The plaintiff’s lawyer, Kim Morrissey, also gave evidence to the court, recounting an episode on June 24, 2014, where the author called the police to her home and told officers that Mr Robinson and his mistress entered her bedroom and were aggressive towards her.
Ms Anthony accused Mr Robinson of taking advantage of McCullough’s ill health to make her re-write her will, with the case resting on whether Robinson used undue influence to coerce McCullough to change her will and name him as the sole beneficiary.
McCullough’s solicitor, Piria Coleman agreed with Ms Anthony that the ‘Oklahoma’ will was the genuine one.
In McCullough’s last few weeks of life, she was visited several times by a GP, Dr Robert Challender, who prepared a letter for Robinson, stating that while McCullough was in bad shape physically, her mental state was good and she was ‘completely able to make well-considered decisions’.

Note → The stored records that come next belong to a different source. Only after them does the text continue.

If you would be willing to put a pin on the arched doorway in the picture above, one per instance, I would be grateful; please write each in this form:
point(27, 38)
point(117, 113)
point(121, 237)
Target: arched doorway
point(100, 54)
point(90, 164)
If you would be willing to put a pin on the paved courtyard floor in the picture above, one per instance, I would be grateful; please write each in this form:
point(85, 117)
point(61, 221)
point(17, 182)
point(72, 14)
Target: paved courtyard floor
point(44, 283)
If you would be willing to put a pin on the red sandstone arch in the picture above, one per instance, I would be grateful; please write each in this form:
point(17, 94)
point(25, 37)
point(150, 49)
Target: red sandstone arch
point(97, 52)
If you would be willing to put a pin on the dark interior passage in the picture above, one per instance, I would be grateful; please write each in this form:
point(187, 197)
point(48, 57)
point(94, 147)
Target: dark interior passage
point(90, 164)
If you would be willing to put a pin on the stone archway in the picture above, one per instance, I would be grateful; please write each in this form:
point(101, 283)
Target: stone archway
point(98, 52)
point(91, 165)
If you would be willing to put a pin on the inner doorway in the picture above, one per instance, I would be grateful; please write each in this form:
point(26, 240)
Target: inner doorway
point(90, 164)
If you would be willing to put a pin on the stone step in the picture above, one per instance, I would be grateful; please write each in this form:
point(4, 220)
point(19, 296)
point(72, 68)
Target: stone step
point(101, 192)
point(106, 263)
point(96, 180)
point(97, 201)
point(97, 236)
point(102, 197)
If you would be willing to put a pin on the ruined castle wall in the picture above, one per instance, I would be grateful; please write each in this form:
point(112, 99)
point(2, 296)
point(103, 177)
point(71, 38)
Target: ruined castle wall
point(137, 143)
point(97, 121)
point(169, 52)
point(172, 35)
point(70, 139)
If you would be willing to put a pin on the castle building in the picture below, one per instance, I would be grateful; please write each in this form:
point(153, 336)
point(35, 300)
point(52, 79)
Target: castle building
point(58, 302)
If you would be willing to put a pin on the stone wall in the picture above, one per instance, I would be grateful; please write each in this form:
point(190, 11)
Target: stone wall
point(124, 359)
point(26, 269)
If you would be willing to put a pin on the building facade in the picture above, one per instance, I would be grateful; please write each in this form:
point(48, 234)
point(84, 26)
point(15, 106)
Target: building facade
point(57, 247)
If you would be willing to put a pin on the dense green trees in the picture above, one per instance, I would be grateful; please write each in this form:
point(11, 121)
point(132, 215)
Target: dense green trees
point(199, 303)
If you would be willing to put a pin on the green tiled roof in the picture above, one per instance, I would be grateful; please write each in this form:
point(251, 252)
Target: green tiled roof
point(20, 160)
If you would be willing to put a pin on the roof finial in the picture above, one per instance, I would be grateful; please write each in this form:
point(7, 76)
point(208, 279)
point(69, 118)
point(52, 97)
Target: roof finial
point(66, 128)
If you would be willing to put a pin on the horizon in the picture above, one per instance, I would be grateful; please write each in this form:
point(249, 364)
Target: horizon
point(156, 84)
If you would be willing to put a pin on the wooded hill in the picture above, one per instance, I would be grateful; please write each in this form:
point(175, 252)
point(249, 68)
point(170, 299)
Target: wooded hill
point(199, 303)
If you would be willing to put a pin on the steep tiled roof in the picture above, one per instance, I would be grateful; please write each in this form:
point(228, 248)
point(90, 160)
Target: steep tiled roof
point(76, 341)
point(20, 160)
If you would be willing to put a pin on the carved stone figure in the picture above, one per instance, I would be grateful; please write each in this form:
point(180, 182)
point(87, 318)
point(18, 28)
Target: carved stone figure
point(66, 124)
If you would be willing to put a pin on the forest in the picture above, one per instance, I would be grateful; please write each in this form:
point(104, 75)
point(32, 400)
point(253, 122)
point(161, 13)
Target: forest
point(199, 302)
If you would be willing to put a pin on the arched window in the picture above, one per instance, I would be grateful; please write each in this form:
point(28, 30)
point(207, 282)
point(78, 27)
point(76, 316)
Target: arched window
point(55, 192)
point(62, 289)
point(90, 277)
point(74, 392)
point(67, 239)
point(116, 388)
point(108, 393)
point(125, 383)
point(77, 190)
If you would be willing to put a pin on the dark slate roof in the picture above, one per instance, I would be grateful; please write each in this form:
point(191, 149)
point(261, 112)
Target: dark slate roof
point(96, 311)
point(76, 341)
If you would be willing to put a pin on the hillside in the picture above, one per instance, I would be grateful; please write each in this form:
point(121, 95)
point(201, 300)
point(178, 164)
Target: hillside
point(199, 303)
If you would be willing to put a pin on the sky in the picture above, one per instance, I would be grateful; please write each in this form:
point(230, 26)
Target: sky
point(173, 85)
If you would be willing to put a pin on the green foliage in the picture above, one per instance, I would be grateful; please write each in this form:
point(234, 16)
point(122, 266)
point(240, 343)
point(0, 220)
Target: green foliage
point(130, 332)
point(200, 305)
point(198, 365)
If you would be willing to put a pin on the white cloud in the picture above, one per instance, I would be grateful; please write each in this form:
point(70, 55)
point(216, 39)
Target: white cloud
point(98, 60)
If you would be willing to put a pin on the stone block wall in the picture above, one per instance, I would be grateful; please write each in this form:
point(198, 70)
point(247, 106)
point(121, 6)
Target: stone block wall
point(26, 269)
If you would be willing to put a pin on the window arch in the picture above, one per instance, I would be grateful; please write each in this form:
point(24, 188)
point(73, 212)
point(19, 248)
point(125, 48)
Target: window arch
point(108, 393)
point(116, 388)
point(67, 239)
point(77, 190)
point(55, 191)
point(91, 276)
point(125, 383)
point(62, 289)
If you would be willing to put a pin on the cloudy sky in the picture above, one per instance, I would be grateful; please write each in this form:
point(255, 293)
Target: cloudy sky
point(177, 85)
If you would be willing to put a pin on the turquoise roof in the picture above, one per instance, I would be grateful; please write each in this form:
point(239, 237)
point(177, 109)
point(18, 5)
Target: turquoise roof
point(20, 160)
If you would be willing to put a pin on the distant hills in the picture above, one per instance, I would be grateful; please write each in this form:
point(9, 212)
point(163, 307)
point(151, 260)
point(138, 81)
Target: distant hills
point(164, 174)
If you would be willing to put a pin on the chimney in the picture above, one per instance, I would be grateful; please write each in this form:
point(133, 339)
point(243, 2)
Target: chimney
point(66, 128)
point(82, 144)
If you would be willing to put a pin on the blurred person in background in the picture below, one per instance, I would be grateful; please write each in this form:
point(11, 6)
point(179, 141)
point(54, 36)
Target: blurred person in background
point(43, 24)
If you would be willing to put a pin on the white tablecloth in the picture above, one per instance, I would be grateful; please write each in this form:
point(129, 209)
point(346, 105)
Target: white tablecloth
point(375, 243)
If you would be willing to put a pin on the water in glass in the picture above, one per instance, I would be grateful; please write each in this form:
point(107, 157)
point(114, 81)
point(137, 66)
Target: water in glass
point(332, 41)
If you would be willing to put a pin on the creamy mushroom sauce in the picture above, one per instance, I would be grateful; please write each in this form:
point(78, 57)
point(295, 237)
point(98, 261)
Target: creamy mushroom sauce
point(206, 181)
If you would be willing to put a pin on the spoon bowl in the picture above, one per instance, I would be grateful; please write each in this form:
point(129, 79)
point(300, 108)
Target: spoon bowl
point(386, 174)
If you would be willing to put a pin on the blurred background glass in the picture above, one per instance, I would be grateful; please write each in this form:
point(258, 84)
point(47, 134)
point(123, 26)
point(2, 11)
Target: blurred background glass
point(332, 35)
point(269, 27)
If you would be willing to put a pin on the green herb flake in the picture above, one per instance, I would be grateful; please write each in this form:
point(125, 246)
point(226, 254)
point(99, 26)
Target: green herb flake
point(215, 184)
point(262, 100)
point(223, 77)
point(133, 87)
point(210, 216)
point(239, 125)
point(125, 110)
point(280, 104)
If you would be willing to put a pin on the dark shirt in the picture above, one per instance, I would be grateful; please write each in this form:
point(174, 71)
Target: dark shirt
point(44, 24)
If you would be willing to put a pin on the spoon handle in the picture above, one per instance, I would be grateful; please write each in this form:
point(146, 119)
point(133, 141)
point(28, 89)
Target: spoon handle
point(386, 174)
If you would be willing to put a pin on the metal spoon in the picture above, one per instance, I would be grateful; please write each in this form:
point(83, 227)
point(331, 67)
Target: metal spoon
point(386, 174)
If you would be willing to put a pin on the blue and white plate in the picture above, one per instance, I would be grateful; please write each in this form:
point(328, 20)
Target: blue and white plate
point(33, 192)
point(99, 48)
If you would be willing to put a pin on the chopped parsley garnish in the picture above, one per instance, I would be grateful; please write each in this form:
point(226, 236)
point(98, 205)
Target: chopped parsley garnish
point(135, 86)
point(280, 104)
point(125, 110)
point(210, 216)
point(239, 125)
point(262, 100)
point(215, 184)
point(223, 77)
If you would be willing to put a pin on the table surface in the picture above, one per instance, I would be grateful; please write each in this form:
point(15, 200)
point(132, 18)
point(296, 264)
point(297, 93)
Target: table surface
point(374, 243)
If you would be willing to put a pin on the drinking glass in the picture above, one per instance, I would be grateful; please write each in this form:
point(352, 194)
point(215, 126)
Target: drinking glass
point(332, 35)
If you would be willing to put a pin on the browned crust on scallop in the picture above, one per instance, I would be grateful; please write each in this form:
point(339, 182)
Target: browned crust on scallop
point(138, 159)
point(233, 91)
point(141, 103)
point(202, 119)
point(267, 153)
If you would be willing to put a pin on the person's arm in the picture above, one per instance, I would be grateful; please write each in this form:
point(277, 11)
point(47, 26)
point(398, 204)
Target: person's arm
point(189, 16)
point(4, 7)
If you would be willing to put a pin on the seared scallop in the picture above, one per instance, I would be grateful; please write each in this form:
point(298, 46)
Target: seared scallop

Robinson provided a copy of this letter to Coleman only two short weeks before McCullough’s death. Coleman stated that the document was prepared in a calculated attempt by Robinson to prove McCullough’s testamentary capacity, should anyone come to question the second will.
Despite finding that Robinson was not a ‘wholly reliable witness’, New South Wales Supreme Court Justice Neil Rein found that Ms Anthony had not sufficiently established that Mr Robinson coerced his wife into signing the documents.
Justice Rein’s judgement ultimately found that ‘Colleen McCullough intended to bequeath her entire estate to her husband,’ with the second will being found to be valid.
Each party was ordered to bear their own costs.